Originally posted by: jman19
Originally posted by: DrPizza
Lumbus, I'll try to keep it simple.
First of all, do you understand:
I have 3 cards,
1 black both sides
1 black one side, red one side
1 red both sides
I pull a card at random and only look at one side. I see black. What's the probability that the other side is black? Answer: 2/3
Originally posted by: DrPizza
Originally posted by: jman19
Originally posted by: DrPizza
Lumbus, I'll try to keep it simple.
First of all, do you understand:
I have 3 cards,
1 black both sides
1 black one side, red one side
1 red both sides
I pull a card at random and only look at one side. I see black. What's the probability that the other side is black? Answer: 2/3
It came from a previous post. Here, allow me to complete it for you:
I have 3 cards,
1 black both sides
1 black on side, red one side
1 red both sides.
HOW you get the information about a card is relevant:
A. If I tell you that at least one side of my card has black, then there's a 50% chance that the other side is black. (It's one of two cards.)
B. If you draw a card at random and only look at one side - and that side is black, then there is a 66 2/3% chance that the other side is black.
How the OP stated the problem matches with situation (B) above.

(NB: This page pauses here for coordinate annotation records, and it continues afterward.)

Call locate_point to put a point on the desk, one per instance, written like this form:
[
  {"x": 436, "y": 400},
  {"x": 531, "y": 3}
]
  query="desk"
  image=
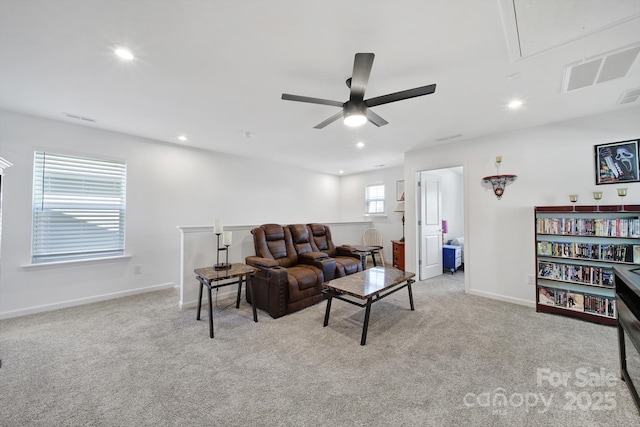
[
  {"x": 371, "y": 285},
  {"x": 367, "y": 250},
  {"x": 211, "y": 279}
]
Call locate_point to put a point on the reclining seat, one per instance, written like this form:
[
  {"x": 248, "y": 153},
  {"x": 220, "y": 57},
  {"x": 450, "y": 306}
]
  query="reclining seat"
[
  {"x": 348, "y": 261},
  {"x": 284, "y": 283}
]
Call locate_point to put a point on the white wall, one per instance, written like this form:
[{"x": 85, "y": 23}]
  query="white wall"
[
  {"x": 352, "y": 204},
  {"x": 551, "y": 162},
  {"x": 167, "y": 186}
]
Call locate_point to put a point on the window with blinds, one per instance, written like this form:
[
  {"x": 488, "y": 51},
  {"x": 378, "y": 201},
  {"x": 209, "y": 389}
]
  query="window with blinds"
[
  {"x": 374, "y": 199},
  {"x": 78, "y": 208}
]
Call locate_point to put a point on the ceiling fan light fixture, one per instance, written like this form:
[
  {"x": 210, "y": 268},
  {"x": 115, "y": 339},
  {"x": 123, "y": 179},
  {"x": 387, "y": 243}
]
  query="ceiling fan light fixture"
[
  {"x": 354, "y": 114},
  {"x": 355, "y": 119}
]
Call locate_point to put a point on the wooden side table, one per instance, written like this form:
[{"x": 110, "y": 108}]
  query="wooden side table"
[
  {"x": 211, "y": 279},
  {"x": 398, "y": 254}
]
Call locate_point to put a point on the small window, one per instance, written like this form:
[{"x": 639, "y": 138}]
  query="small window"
[
  {"x": 374, "y": 199},
  {"x": 78, "y": 208}
]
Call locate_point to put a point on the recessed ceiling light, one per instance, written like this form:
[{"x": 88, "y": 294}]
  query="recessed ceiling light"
[
  {"x": 516, "y": 103},
  {"x": 124, "y": 53}
]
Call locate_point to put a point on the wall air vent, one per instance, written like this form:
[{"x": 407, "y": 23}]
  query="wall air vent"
[
  {"x": 79, "y": 117},
  {"x": 628, "y": 96},
  {"x": 604, "y": 68}
]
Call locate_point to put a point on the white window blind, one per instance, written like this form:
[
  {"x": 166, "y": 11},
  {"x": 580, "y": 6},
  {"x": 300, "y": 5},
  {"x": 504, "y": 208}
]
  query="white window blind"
[
  {"x": 374, "y": 199},
  {"x": 78, "y": 208}
]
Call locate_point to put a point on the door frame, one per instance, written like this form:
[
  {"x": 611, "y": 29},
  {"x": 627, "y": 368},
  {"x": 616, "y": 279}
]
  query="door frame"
[{"x": 418, "y": 229}]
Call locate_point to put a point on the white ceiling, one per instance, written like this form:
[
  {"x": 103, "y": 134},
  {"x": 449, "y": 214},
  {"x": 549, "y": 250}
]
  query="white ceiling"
[{"x": 215, "y": 70}]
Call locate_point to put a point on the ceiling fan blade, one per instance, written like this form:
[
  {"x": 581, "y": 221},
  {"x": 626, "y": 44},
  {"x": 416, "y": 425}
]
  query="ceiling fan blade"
[
  {"x": 329, "y": 120},
  {"x": 361, "y": 70},
  {"x": 288, "y": 97},
  {"x": 399, "y": 96},
  {"x": 376, "y": 119}
]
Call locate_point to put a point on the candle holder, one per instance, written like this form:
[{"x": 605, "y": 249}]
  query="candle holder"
[
  {"x": 597, "y": 195},
  {"x": 221, "y": 265},
  {"x": 573, "y": 198},
  {"x": 622, "y": 192}
]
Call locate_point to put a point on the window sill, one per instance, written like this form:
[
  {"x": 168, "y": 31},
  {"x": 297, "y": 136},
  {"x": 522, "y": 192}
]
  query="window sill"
[{"x": 44, "y": 265}]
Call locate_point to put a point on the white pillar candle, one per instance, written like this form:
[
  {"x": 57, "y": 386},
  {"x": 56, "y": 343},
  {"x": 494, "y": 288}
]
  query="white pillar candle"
[{"x": 226, "y": 238}]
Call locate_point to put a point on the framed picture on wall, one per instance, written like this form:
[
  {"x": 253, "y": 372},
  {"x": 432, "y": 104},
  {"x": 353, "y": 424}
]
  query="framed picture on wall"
[
  {"x": 399, "y": 190},
  {"x": 617, "y": 162}
]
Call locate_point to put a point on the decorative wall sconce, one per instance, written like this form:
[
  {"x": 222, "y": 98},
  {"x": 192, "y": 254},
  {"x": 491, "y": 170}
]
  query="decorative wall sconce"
[
  {"x": 497, "y": 181},
  {"x": 226, "y": 241}
]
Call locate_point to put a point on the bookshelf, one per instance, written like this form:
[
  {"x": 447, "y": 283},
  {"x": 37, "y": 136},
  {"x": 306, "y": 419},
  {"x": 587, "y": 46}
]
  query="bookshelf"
[{"x": 576, "y": 250}]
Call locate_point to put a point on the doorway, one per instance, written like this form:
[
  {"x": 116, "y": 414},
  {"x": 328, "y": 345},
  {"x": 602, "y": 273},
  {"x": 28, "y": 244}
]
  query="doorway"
[{"x": 440, "y": 216}]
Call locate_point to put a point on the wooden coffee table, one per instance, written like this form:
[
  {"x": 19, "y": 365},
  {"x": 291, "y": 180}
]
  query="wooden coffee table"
[{"x": 369, "y": 285}]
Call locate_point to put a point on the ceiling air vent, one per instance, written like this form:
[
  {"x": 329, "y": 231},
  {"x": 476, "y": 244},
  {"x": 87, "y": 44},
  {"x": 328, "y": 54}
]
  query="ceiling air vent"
[
  {"x": 610, "y": 66},
  {"x": 79, "y": 117},
  {"x": 628, "y": 96}
]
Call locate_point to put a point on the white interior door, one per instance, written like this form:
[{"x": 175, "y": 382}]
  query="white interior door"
[{"x": 430, "y": 226}]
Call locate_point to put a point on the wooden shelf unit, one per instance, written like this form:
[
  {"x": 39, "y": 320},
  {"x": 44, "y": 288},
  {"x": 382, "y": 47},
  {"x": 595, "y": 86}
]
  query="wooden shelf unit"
[{"x": 576, "y": 248}]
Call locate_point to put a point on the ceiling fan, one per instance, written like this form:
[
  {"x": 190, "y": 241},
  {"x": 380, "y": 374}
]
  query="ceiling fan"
[{"x": 356, "y": 110}]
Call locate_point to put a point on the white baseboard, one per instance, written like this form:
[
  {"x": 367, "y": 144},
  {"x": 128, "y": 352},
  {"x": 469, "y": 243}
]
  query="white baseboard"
[
  {"x": 511, "y": 300},
  {"x": 82, "y": 301}
]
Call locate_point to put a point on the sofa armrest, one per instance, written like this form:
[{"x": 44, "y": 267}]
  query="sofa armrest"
[
  {"x": 350, "y": 251},
  {"x": 259, "y": 262},
  {"x": 313, "y": 256},
  {"x": 270, "y": 286},
  {"x": 322, "y": 261}
]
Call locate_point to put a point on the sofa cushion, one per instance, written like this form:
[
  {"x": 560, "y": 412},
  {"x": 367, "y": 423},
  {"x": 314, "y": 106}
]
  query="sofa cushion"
[
  {"x": 273, "y": 241},
  {"x": 303, "y": 278}
]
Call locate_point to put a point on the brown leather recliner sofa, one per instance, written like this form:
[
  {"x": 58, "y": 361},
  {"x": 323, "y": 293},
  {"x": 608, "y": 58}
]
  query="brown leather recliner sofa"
[{"x": 293, "y": 262}]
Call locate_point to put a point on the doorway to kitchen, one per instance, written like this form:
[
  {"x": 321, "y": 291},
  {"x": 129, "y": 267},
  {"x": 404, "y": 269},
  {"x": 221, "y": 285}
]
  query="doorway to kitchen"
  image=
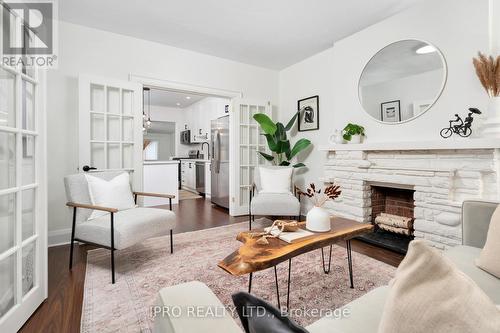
[{"x": 214, "y": 127}]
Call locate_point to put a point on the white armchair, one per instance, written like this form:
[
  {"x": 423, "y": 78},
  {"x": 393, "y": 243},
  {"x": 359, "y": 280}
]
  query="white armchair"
[
  {"x": 118, "y": 229},
  {"x": 272, "y": 204}
]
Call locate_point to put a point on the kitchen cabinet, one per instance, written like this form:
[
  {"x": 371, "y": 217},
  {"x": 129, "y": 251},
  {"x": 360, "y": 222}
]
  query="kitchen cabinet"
[
  {"x": 160, "y": 177},
  {"x": 188, "y": 175},
  {"x": 198, "y": 117}
]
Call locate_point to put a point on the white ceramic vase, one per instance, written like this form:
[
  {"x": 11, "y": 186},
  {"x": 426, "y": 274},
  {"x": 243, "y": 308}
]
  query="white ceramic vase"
[
  {"x": 355, "y": 138},
  {"x": 318, "y": 220}
]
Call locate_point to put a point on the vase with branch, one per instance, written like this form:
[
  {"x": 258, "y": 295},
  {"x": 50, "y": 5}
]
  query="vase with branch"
[
  {"x": 318, "y": 218},
  {"x": 488, "y": 71}
]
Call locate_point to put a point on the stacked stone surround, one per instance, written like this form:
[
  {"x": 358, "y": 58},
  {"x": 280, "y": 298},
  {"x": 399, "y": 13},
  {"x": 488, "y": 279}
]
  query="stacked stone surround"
[{"x": 442, "y": 180}]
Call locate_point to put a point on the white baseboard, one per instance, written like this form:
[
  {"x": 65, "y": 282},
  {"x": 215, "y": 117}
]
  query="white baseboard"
[{"x": 59, "y": 237}]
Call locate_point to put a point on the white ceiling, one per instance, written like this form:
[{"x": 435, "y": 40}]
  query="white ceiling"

Originally posted by: Blefuscu
Hardly. There is no information whatsoever given about the third child. Another way to think of it is: goto every house in the world where there are 3 children, at least 2 of whom are boys. The third kid is a girl 50% of the time.
The question is not, "what percent of three kid families have 2 boys and a girl". That is a completely different question. If you cannot tell the difference, then you need to take a statistics course.

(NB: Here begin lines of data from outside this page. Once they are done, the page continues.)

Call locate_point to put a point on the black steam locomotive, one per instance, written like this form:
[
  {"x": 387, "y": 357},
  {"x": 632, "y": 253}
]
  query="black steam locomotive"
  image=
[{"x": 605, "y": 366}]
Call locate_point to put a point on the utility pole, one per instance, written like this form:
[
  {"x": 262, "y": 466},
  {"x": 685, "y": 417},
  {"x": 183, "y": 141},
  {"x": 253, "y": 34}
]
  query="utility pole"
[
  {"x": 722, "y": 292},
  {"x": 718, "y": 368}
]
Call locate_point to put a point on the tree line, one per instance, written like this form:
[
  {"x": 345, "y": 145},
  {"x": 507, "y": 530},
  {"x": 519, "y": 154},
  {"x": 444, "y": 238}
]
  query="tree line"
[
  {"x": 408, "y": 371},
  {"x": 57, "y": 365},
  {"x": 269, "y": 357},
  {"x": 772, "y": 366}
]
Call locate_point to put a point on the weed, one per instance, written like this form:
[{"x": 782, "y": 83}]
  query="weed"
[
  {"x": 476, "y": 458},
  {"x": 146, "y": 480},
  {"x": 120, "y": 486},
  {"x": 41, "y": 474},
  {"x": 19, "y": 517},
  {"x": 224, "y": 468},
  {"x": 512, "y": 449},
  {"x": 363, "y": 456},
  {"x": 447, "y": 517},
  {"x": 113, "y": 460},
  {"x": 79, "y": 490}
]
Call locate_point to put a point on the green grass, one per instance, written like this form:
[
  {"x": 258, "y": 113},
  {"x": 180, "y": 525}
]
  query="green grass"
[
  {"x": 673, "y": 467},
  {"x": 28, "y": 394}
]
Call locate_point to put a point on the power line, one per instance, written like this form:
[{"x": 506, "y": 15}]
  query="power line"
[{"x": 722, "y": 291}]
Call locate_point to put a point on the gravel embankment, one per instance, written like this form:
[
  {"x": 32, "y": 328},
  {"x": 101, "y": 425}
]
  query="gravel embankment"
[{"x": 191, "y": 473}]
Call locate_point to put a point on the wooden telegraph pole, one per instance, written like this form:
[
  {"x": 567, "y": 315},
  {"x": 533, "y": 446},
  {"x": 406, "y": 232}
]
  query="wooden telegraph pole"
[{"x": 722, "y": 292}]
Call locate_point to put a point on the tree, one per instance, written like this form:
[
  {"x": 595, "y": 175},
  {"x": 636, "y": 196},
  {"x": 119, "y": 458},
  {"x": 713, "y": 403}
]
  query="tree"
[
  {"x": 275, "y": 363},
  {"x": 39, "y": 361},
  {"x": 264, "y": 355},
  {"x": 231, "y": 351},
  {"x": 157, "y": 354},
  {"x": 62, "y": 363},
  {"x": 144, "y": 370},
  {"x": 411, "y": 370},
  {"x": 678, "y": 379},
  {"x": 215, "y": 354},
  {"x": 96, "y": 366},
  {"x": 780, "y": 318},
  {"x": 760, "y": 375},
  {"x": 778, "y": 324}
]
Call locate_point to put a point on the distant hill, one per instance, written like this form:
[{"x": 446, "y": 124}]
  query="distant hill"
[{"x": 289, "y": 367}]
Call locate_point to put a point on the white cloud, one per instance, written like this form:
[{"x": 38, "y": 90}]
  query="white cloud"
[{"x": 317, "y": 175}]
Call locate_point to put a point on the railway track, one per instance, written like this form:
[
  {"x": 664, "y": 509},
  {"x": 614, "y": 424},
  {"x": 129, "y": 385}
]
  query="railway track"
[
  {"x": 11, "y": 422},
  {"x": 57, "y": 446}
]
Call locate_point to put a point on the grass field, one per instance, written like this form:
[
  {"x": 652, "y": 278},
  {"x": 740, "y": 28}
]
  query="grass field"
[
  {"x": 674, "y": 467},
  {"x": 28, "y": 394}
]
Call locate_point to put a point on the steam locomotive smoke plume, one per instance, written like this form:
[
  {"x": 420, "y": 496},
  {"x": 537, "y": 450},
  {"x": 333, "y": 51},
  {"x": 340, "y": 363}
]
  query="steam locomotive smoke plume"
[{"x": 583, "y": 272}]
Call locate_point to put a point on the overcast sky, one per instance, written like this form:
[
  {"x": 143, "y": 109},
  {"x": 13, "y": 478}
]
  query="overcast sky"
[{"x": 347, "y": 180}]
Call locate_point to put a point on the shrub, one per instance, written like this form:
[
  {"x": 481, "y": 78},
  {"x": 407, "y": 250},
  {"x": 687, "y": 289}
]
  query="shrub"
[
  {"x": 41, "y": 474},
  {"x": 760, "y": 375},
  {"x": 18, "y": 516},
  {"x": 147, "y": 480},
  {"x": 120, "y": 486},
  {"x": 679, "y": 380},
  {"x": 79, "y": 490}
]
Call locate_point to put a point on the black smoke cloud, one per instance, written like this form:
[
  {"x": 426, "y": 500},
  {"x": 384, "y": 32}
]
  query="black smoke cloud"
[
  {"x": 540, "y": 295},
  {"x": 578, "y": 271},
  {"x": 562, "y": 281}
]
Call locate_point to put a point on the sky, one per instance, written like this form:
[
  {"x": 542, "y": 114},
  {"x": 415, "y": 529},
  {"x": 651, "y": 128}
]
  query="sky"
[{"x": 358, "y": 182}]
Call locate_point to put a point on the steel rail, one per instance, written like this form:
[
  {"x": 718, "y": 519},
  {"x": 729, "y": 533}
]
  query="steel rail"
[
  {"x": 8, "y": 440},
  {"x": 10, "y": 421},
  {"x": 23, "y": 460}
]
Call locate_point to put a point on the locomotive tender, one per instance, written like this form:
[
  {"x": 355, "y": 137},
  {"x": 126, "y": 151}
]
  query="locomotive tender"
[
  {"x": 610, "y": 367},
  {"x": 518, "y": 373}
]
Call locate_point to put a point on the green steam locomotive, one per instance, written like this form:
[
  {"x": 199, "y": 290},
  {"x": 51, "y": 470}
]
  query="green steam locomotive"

"What is the probability that the child playing in the back yard is a girl?" is a different question than "What percent of three kid families have 2 boys and a girl?" or "What is the probability that a 3 kid family has one girl?"
If you mean to ask the question where the answer is 50%, the OP's question is worded appropriately. If you mean to ask any other question then there are much clearer ways to pose the question. From the way it is posed, the question seems to be about the child, not the family. If you read it and think the question is about the family, well then we are not arguing about statistics anymore.
Originally posted by: DrPizza
Originally posted by: Blefuscu
Hardly. There is no information whatsoever given about the third child. Another way to think of it is: goto every house in the world where there are 3 children, at least 2 of whom are boys. The third kid is a girl 50% of the time.
The question is not, "what percent of three kid families have 2 boys and a girl". That is a completely different question. If you cannot tell the difference, then you need to take a statistics course.
"What is the probability that the child playing in the back yard is a girl?" is a different question than "What percent of three kid families have 2 boys and a girl?" or "What is the probability that a 3 kid family has one girl?"
If you mean to ask the question where the answer is 50%, the OP's question is worded appropriately. If you mean to ask any other question then there are much clearer ways to pose the question. From the way it is posed, the question seems to be about the child, not the family. If you read it and think the question is about the family, well then we are not arguing about statistics anymore.
You apparently haven't read the thread or the arguments inside the thread on either side. First of all, the OP intended the answer to not be 50%. Second of all, if you go to every house in the world where there are 3 children, at least 2 of whom are boys, you'll find that the third kid is *not* a girl 50% of the time. The third child will actually be a girl 2/3's of the time, and a boy 1/3 of the time.
Originally posted by: Born2bwire
/me reads custom titles.
Are we... are we still allowed to argue with you now?
Originally posted by: Fourier Transform
With 3 children, you have 8 possibilities:
BBB, BBG, BGB, BGG, GBB, GBG, GGB, GGG
Probability (3rd child is a girl | 2 are boys) = Probability(3rd child is a girl AND 2 are boys)/Probability (First 2 are boys).
Probability (3rd child is a girl AND First two are boys) = 3/8
Probability (First 2 are boys) = 1/2
-> Probability (3rd child is a girl | 2 are boys) = (3/8) / (1/2) = 3/4 = 75%
Originally posted by: Nathelion
Originally posted by: Fourier Transform
With 3 children, you have 8 possibilities:
BBB, BBG, BGB, BGG, GBB, GBG, GGB, GGG
Probability (3rd child is a girl | 2 are boys) = Probability(3rd child is a girl AND 2 are boys)/Probability (First 2 are boys).
Probability (3rd child is a girl AND First two are boys) = 3/8
Probability (First 2 are boys) = 1/2
-> Probability (3rd child is a girl | 2 are boys) = (3/8) / (1/2) = 3/4 = 75%
*sigh*
Originally posted by: Matt1970
The way you asked the question, "What is the probability that the child playing in the back yard is a girl?" is still 50%. You are basicly flipping a quarter. The quarter has no memory of what the first two flips are. You still have the same odds as you did on the first flip.
Defining your event space as BBB, BBG, BGB, GBB doesn't give BBB enough probability weight because BBB is worth 3 events when the order of introduction is unknown.